ANOTHER SAD SALES WEEK REDEEMED ONLY BY FROZEN: The Frozen soundtrack returns to Number One this week, becoming the first 2014 album to sell 1 million copies, but the big story is the week itself. Frozen’s weekly sales total was a mere 99,000, and the rest of the chart sales are so pathetic that a digital-only Luke Bryan EP (not even a full album), Spring Break 6 . . . Like We Ain’t Ever hit Number Two with just 74,000. I was hopeful about last week’s Number One — Rick Ross’ Mastermind — but its sales dropped 73 percent, hitting a minuscule 49,000 copies and landing at Number Three. Even Pharrell Williams seems to be slipping from his Academy Awards-fueled peak, as Girl drops 60 percent in sales, with just 45,000, from Number Two to Number Five.
‘HAPPY’ STREAMING NUMBERS; EVERYTHING ELSE IS SAD: Speaking of Pharrell, while his single “Happy” dropped 26 percent in digital sales, with 364,000 this week, it holds at Number One on Billboard‘s Digital Songs chart, and has streamed more than 79 million times via Spotify.
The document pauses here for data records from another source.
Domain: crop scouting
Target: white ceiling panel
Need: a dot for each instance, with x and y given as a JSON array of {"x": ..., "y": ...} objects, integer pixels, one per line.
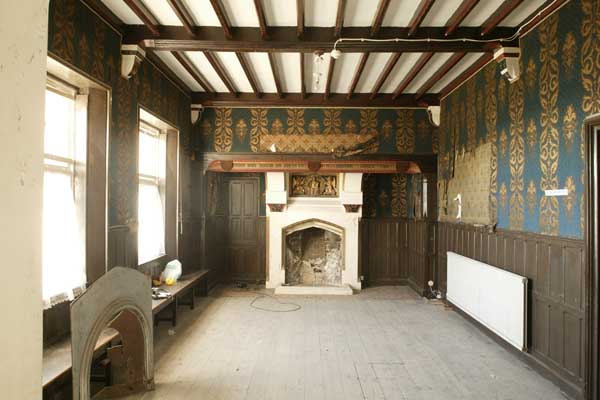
[
  {"x": 202, "y": 12},
  {"x": 178, "y": 70},
  {"x": 458, "y": 69},
  {"x": 163, "y": 12},
  {"x": 122, "y": 11},
  {"x": 399, "y": 12},
  {"x": 320, "y": 13},
  {"x": 241, "y": 12},
  {"x": 280, "y": 12},
  {"x": 401, "y": 69},
  {"x": 360, "y": 12},
  {"x": 202, "y": 64},
  {"x": 431, "y": 68},
  {"x": 234, "y": 70},
  {"x": 373, "y": 68},
  {"x": 345, "y": 66},
  {"x": 259, "y": 62},
  {"x": 523, "y": 11},
  {"x": 440, "y": 12}
]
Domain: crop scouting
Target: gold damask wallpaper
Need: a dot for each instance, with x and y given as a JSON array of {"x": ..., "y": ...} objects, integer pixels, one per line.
[{"x": 534, "y": 126}]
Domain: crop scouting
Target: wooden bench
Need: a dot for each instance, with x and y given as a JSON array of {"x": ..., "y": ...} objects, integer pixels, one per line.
[{"x": 56, "y": 359}]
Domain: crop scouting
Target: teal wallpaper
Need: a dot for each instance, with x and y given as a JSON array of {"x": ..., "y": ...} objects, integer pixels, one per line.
[
  {"x": 316, "y": 130},
  {"x": 535, "y": 124},
  {"x": 81, "y": 39}
]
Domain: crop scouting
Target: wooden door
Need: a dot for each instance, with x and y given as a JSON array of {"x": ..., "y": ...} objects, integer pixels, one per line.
[{"x": 246, "y": 233}]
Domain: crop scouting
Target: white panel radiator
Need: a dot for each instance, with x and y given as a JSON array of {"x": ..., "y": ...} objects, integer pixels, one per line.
[{"x": 494, "y": 297}]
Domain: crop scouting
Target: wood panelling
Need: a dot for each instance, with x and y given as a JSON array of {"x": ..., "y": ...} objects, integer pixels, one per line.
[
  {"x": 396, "y": 251},
  {"x": 556, "y": 268}
]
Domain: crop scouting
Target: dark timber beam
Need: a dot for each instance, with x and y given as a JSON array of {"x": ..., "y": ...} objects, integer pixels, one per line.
[
  {"x": 300, "y": 18},
  {"x": 448, "y": 65},
  {"x": 275, "y": 72},
  {"x": 218, "y": 7},
  {"x": 339, "y": 19},
  {"x": 357, "y": 73},
  {"x": 198, "y": 77},
  {"x": 145, "y": 15},
  {"x": 459, "y": 15},
  {"x": 262, "y": 21},
  {"x": 391, "y": 63},
  {"x": 359, "y": 100},
  {"x": 284, "y": 39},
  {"x": 249, "y": 73},
  {"x": 419, "y": 16},
  {"x": 498, "y": 16},
  {"x": 183, "y": 14},
  {"x": 466, "y": 74},
  {"x": 414, "y": 71},
  {"x": 378, "y": 19},
  {"x": 214, "y": 62},
  {"x": 329, "y": 77}
]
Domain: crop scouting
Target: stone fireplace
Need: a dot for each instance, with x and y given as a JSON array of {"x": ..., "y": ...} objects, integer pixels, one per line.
[{"x": 313, "y": 234}]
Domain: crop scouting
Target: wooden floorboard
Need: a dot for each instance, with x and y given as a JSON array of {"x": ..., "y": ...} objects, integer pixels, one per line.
[{"x": 385, "y": 343}]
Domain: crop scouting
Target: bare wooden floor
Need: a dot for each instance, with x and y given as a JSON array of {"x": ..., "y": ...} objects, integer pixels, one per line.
[{"x": 385, "y": 343}]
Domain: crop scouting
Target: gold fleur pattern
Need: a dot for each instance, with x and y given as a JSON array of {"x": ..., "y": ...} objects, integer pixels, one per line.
[
  {"x": 590, "y": 56},
  {"x": 258, "y": 127},
  {"x": 399, "y": 196},
  {"x": 368, "y": 122},
  {"x": 569, "y": 53},
  {"x": 387, "y": 128},
  {"x": 241, "y": 129},
  {"x": 405, "y": 132},
  {"x": 569, "y": 200},
  {"x": 223, "y": 133},
  {"x": 531, "y": 197},
  {"x": 332, "y": 121},
  {"x": 569, "y": 126},
  {"x": 549, "y": 141},
  {"x": 350, "y": 127},
  {"x": 517, "y": 156},
  {"x": 531, "y": 135},
  {"x": 295, "y": 121}
]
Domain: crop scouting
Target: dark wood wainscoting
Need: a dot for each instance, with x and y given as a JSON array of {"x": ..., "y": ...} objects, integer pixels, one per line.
[
  {"x": 556, "y": 268},
  {"x": 396, "y": 251}
]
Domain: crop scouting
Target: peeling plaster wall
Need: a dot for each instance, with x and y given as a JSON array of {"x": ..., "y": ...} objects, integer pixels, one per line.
[{"x": 23, "y": 32}]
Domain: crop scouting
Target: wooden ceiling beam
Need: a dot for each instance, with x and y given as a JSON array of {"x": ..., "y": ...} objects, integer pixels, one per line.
[
  {"x": 498, "y": 16},
  {"x": 359, "y": 69},
  {"x": 329, "y": 77},
  {"x": 223, "y": 20},
  {"x": 391, "y": 63},
  {"x": 414, "y": 71},
  {"x": 300, "y": 18},
  {"x": 197, "y": 75},
  {"x": 275, "y": 72},
  {"x": 419, "y": 16},
  {"x": 378, "y": 18},
  {"x": 459, "y": 15},
  {"x": 183, "y": 14},
  {"x": 359, "y": 100},
  {"x": 249, "y": 74},
  {"x": 339, "y": 19},
  {"x": 145, "y": 15},
  {"x": 284, "y": 39},
  {"x": 262, "y": 21},
  {"x": 439, "y": 74},
  {"x": 466, "y": 74},
  {"x": 214, "y": 62}
]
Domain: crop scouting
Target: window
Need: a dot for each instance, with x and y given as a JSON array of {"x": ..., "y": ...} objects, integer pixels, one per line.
[
  {"x": 151, "y": 193},
  {"x": 63, "y": 240}
]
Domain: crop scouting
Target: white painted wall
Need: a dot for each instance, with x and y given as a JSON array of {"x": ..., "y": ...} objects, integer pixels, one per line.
[{"x": 23, "y": 44}]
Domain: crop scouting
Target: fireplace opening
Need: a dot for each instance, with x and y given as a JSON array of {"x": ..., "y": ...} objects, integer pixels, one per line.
[{"x": 313, "y": 257}]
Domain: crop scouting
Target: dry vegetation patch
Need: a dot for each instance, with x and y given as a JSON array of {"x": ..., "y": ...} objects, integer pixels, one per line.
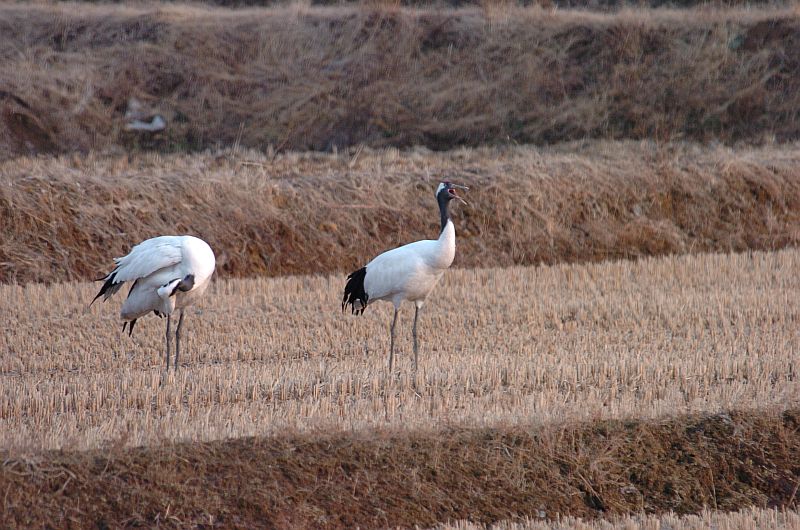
[
  {"x": 319, "y": 78},
  {"x": 586, "y": 390},
  {"x": 521, "y": 345},
  {"x": 64, "y": 218}
]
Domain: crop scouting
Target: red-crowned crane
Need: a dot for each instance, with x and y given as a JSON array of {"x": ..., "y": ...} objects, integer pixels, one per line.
[
  {"x": 168, "y": 273},
  {"x": 408, "y": 273}
]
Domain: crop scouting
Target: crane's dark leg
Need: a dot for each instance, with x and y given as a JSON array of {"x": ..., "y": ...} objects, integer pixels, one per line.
[
  {"x": 414, "y": 332},
  {"x": 178, "y": 340},
  {"x": 391, "y": 342},
  {"x": 169, "y": 339}
]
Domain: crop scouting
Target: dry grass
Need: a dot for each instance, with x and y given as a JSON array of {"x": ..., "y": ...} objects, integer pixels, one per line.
[
  {"x": 301, "y": 78},
  {"x": 64, "y": 218},
  {"x": 387, "y": 478},
  {"x": 520, "y": 345},
  {"x": 751, "y": 519}
]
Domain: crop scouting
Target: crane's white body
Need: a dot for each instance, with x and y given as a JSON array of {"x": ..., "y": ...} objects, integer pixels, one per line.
[
  {"x": 155, "y": 266},
  {"x": 412, "y": 271},
  {"x": 168, "y": 273}
]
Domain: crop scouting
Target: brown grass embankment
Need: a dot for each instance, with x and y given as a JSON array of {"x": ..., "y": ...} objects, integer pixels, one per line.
[
  {"x": 65, "y": 218},
  {"x": 747, "y": 519},
  {"x": 530, "y": 346},
  {"x": 303, "y": 78},
  {"x": 387, "y": 479}
]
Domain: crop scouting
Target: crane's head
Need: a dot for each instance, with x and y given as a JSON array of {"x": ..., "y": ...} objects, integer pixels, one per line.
[{"x": 447, "y": 191}]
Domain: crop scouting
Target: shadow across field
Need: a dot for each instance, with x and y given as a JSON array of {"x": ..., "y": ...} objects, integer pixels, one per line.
[
  {"x": 65, "y": 218},
  {"x": 384, "y": 478}
]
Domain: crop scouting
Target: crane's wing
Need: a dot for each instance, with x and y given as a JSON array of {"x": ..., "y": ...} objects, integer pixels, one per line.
[{"x": 143, "y": 260}]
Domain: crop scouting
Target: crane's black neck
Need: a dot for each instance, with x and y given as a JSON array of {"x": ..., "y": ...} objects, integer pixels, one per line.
[{"x": 444, "y": 202}]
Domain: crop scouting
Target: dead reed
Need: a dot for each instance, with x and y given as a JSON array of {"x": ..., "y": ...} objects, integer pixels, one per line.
[
  {"x": 531, "y": 345},
  {"x": 65, "y": 218}
]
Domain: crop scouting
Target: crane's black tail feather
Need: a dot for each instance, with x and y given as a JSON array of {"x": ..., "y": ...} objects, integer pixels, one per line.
[
  {"x": 108, "y": 288},
  {"x": 354, "y": 292}
]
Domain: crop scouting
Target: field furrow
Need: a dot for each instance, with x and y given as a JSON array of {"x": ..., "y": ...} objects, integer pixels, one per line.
[{"x": 531, "y": 345}]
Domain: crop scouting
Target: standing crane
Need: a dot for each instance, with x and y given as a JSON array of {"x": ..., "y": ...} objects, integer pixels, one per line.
[
  {"x": 168, "y": 273},
  {"x": 408, "y": 273}
]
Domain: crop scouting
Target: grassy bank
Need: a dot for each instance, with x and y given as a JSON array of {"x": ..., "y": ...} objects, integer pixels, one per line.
[
  {"x": 64, "y": 218},
  {"x": 380, "y": 479},
  {"x": 298, "y": 78}
]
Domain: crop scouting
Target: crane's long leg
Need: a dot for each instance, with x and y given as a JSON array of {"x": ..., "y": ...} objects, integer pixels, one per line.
[
  {"x": 414, "y": 332},
  {"x": 169, "y": 339},
  {"x": 391, "y": 342},
  {"x": 178, "y": 340}
]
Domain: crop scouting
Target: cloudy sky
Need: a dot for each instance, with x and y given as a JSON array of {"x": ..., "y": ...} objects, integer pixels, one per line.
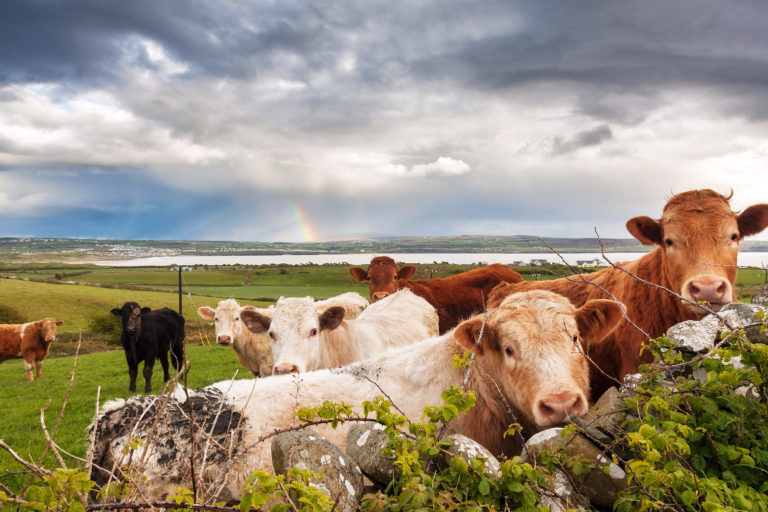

This gives me an excuse to discuss the Recording Industry Association of America’s new music-streaming numbers: In 2013, streaming accounted for 21 percent of labels’ overall revenues, an increase from 15 percent the previous year and 9 percent the year before that. So is it celebration time? I don’t think so. The RIAA’s other numbers clearly show overall industry revenues have dropped considerably over the last five years and have been flat since 2010.
WHAT HAS DRAKE, NICKI AND WAYNE AND CAN’T BREAK 50,000 SALES?: I can’t tell yet whether Rise of an Empire, the star-studded, but flat, hip-hop compilation by Lil Wayne’s Young Money label, is a potentially slow-building smash or a flop. Its sales debut was nothing special — 31,000 copies, enough for Number Seven, but far from the 142,000 first-week sales of 2009’s We Are Young Money. But it did far better on iTunes, hitting Number Five on the Top Albums list, after Bryan, Frozen, Ross and Pharrell. Most of the songs are familiar, like Drake’s “Trophies” and Nicki Minaj’s “Lookin Ass,” and megastars such as Wayne and Tyga show up all over the place. It’s possible some single will catch on and rescue the album’s sales, but I don’t hear it.